Despite no rainfall and very warm temperatures last week, crops are holding on, but it won't be long before this crop begins to shut down. On some of the lighter soils, corn is withering, and beans are starting to lose canopy. Insect pressure is very significant in places, and a lot of insecticide has been applied. Second alfalfa cuttings are being postponed, and with a subpar first cut, hay is starting to become a valuable commodity. Hate to be the bearer of bad news; wish there were some bright notes to include.
We received some cooling rain Thursday, but not over a wide area. Some places got almost 3 inches while others got none. Fungicide applications are going at a steady pace. Beetle pressure is increasing. Edges of fields are starting to show a lot of defoliation. Some trees bordering fields are getting hit hard as well. Forecasts for the next few weeks do not look promising. Stay cool, stay safe!

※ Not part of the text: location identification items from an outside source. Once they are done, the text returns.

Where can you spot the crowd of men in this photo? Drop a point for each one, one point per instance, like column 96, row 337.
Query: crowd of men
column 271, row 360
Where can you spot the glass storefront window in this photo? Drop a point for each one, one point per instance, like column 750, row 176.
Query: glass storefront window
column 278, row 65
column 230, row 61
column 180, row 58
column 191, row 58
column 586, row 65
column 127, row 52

I wish I could say that everyone was receiving some of the rainfall that has passed through the area, but it is still very much hit-and-miss. A few of the systems have also brought some wind, and while it has not snapped off the corn, it has definitely put a hurt on some fields. Tassels are showing, but progress is very uneven with the early and late plantings. Japanese beetles are in the area, and can be so thick you can see them while driving, ranging to nothing within a half mile of each other.

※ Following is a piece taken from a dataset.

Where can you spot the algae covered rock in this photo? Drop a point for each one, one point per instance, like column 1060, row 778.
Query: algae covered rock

Just when we thought we were never to get another drop of rain, the heavens opened last week. While I would like to report that it was an area-wide soaking, some places only received a little less than a half-inch while others got almost 2 inches. Tassels are starting to poke out in the early fields, so temperatures and rainfall will be critical the next few weeks. The bottom line is that the damage has been done to the top end. Many folks are saying the top 20 percent is gone. Still plenty of potential, but bins will not bust this fall.